Rightmove (LSE:RMV). Everybody knows Rightmove, the online property portal. But if you thought your property porn addiction was bad, spare a thought for estate agents who can’t stop spending money on this all-important platform. Revenues, profits, and dividends have steadily risen for a decade. Yes, the housing market is slowing – but Rightmove makes money from rental agents too. Rightmove’s P/E has fallen from 30 before the pandemic to around 20 today thanks to a 35% fall in its share price in 2022. Lower P/E ratings are only a shortcut when valuing a company but, given quality firms’ steadier earnings, lower P/Es do tend to indicate better value.

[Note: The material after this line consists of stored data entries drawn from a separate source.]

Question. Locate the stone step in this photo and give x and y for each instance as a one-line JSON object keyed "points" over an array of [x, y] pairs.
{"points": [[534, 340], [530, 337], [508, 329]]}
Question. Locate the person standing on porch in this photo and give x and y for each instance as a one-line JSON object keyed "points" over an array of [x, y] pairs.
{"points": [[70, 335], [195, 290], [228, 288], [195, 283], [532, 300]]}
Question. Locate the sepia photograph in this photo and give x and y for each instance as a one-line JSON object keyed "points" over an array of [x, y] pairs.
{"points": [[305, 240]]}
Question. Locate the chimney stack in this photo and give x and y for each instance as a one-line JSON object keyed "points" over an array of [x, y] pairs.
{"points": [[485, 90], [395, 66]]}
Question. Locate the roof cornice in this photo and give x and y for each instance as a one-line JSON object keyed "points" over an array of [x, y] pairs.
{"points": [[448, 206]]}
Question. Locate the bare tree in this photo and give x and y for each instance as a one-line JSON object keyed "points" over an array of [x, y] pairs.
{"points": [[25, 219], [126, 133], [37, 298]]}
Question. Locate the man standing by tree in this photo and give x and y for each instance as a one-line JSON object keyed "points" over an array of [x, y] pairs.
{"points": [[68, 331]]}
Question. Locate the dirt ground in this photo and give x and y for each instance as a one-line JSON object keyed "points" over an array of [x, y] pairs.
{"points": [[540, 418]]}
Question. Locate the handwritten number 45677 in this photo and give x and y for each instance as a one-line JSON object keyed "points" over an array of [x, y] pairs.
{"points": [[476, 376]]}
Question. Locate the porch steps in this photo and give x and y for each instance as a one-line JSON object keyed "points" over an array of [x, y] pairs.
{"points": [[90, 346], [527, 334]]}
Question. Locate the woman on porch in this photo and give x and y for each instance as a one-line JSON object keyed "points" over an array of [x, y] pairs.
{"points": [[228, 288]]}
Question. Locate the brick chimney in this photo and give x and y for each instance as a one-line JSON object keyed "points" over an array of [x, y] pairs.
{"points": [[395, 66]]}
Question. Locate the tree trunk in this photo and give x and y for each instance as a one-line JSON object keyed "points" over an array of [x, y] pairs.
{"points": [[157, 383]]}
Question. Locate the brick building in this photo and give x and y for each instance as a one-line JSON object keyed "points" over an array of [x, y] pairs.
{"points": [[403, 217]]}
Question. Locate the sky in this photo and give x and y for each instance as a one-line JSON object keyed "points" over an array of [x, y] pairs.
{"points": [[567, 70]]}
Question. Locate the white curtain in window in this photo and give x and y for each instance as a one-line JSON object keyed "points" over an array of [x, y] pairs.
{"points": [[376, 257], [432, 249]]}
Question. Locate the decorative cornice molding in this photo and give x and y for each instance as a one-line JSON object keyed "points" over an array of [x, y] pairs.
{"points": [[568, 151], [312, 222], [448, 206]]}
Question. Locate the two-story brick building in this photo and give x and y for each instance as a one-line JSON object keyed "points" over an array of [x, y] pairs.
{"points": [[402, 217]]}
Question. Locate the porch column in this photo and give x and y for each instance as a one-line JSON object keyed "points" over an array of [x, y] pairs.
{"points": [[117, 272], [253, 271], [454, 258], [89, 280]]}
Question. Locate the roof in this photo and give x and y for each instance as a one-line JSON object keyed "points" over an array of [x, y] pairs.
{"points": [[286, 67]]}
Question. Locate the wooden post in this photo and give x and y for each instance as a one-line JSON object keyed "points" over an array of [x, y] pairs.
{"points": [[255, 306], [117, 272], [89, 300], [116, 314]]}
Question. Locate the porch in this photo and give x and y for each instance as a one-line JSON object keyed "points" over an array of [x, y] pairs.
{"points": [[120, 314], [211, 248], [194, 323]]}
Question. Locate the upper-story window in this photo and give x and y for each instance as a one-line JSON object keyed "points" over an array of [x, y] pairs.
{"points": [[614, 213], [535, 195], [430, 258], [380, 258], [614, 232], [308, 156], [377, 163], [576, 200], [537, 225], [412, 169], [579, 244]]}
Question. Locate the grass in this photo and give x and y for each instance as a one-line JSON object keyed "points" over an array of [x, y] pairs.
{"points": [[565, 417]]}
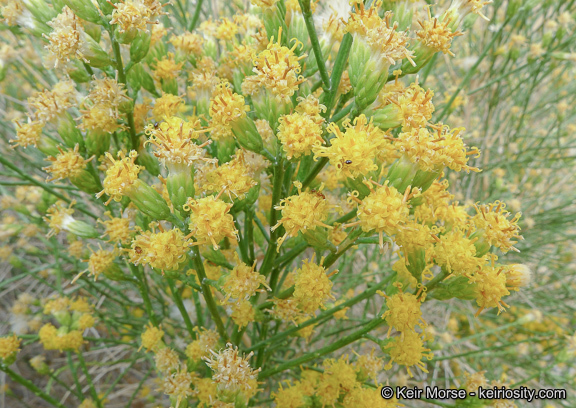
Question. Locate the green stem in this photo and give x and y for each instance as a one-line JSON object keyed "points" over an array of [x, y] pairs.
{"points": [[207, 293], [93, 392], [356, 299], [180, 305], [196, 15], [144, 289], [368, 327], [339, 65], [43, 186], [309, 20], [37, 391], [122, 79]]}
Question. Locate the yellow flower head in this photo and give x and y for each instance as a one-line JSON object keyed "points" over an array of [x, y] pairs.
{"points": [[226, 30], [167, 106], [152, 338], [382, 37], [199, 348], [456, 252], [68, 164], [9, 345], [49, 105], [403, 312], [312, 287], [298, 133], [277, 70], [436, 35], [210, 220], [101, 118], [342, 372], [243, 282], [166, 360], [117, 229], [188, 43], [164, 250], [100, 261], [289, 397], [433, 152], [408, 350], [107, 91], [51, 339], [302, 212], [173, 142], [178, 384], [120, 176], [230, 370], [64, 42], [167, 68], [27, 134], [233, 178], [226, 107], [384, 210], [243, 313], [59, 217], [135, 14], [495, 227], [491, 288], [353, 152], [414, 106]]}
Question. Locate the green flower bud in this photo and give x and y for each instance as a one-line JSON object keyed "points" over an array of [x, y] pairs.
{"points": [[454, 287], [246, 133], [180, 187], [97, 142], [84, 9], [149, 201], [68, 131], [140, 46]]}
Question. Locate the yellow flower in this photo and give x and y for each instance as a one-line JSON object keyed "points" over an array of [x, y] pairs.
{"points": [[302, 213], [226, 107], [491, 288], [456, 252], [494, 226], [230, 370], [277, 70], [436, 35], [9, 345], [188, 43], [173, 142], [233, 178], [120, 176], [68, 164], [64, 42], [403, 312], [408, 350], [353, 152], [207, 340], [384, 210], [210, 221], [117, 229], [167, 106], [243, 282], [164, 250], [27, 134], [166, 360], [312, 287], [243, 313], [167, 68], [298, 133], [152, 338]]}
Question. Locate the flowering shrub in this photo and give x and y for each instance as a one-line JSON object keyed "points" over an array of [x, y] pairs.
{"points": [[275, 205]]}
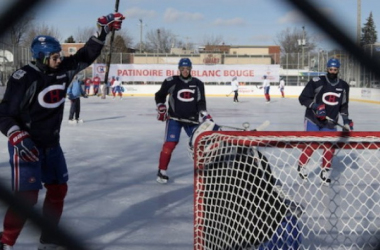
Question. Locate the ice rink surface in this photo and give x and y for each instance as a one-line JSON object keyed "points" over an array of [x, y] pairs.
{"points": [[114, 201]]}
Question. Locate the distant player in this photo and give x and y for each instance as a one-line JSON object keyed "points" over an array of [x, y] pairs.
{"points": [[187, 100], [31, 116], [281, 86], [235, 88], [117, 88], [324, 96], [87, 85], [109, 85], [266, 87], [96, 82]]}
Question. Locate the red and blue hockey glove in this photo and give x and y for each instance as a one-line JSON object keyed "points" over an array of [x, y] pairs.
{"points": [[205, 116], [162, 114], [348, 125], [24, 146], [320, 111], [109, 23]]}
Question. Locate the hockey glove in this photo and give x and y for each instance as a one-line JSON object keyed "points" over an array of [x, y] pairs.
{"points": [[348, 125], [109, 23], [162, 114], [205, 116], [320, 111], [24, 146]]}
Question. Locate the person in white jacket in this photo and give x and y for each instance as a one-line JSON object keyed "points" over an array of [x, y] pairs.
{"points": [[235, 88]]}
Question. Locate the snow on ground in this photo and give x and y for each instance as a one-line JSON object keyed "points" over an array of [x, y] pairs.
{"points": [[114, 201]]}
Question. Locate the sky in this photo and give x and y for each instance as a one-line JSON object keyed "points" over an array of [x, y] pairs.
{"points": [[115, 203], [237, 22]]}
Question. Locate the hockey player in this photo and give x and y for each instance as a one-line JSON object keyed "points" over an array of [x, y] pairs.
{"points": [[96, 81], [324, 96], [281, 86], [31, 115], [87, 85], [235, 88], [266, 87], [186, 101], [117, 88]]}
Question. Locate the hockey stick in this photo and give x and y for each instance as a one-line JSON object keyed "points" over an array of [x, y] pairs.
{"points": [[261, 127], [338, 124], [108, 61]]}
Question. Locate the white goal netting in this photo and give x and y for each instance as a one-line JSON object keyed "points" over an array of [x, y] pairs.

Unilever (LSE:ULVR). My final suggestion actually saw its share price rise in 2022, albeit by just 5%. But it was a welcome tonic for Unilever shareholders frustrated by the consumer giant’s share price spinning its wheels for half a decade. Indeed, Unilever’s shares only recently retook the level first hit when US rival Kraft Heinz bid for the company in 2017. Happily the business is doing rather better. The £105bn behemoth steams on, reaching deeper into emerging markets, raising prices to counter inflation, and growing a dividend that offers a better than 3.5% yield. With famed activist investor Nelson Peltz on the board and the current CEO set to retire, 2023 could be exciting. And a P/E below 20 might tempt bargain hunters, again given the stability of earnings here.
Feel the quality
Most of the world’s economies are forecast to slow over the next 6-12 months, as the delayed impact of those interest rate hikes hits home. Recession predictions are ubiquitous.
Yet quality companies are renowned for their more robust business models. They can soldier on through slowdowns compared to more economically sensitive or cyclical stocks. And their strong market positioning gives them the pricing power to keep ahead of high inflation.
As such, quality stocks are better placed than most to weather any storms ahead. Yet you can buy them cheaper today than this time last year, when everything still looked rosy in the global garden.
I told you there was a bright side to falling share prices!
*“None. If the lightbulb really needed changing, market forces would have already caused it to happen!”